Mumbai, July 4 (IANS) Taking serious note of delays in announcing of results of various examinations of the University Of Mumbai, Governor C.V. Rao on Tuesday ordered Vice Chancellor Sanjay Deshmukh to declared all pending results by July 31.
In what was described in academic circles as an unprecedented step, the Governor, who is Chancellor of the varsity, also directed Deshmukh to submit a detailed strategy and roadmap for declaration of examinations results on schedule, under the provisions of Maharashtra Public Universities Act’s Section 89.
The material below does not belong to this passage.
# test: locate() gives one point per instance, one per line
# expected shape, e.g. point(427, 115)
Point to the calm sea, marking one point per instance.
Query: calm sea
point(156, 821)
Additionally, Rao has asked Additional Chief Secretary, Higher & Technical Education Sitaram Kunte to depute an official to monitor the progress in the university closely in real time and give a feedback to both, the state government and the Chancellor’s office.
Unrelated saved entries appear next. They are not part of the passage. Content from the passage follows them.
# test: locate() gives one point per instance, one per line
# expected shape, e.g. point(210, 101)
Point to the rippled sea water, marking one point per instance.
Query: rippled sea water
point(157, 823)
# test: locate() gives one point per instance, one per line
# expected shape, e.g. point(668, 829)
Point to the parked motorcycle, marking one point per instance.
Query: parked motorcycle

Deshmukh will have to set up a “war room” at his level along with other functionaries of the premier university to monitor the progress regarding declaration of results in real time, and also submit a daily report to the Governor’s office.
A life sciences professor, Deshmukh, 51, who took over the post on July 7, 2015, was summoned by the Governor for a meeting at Raj Bhavan, along with Kunte and the Governor’s Secretary Venugopal Reddy, on Tuesday.
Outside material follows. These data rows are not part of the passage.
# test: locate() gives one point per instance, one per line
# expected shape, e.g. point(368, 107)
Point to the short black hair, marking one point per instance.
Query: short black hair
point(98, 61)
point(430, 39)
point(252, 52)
The governor said that out of 477 examinations conducted by University of Mumbai, results of only 51 have been declared so far, and out of these, results of only 23 exams were announced within 30 days while the rest were declared within 45 days, which is the statutory limit.
As per the universities act, the university is mandated to declared results within 30 days, but in no case beyond 45 days.
Rao reminded Deshmukh that the delays in declaration of results could hamper the career of students, cause anxiety and hardship to them and their parents, and directed him “to make all out efforts” to declare all pending results by July 31.
The developments took place in the wake of reports in media and other sources of the inordinate delays in declaration of examinations results which affected students’ admission to higher classes, professional or technical courses and even to foreign institutions.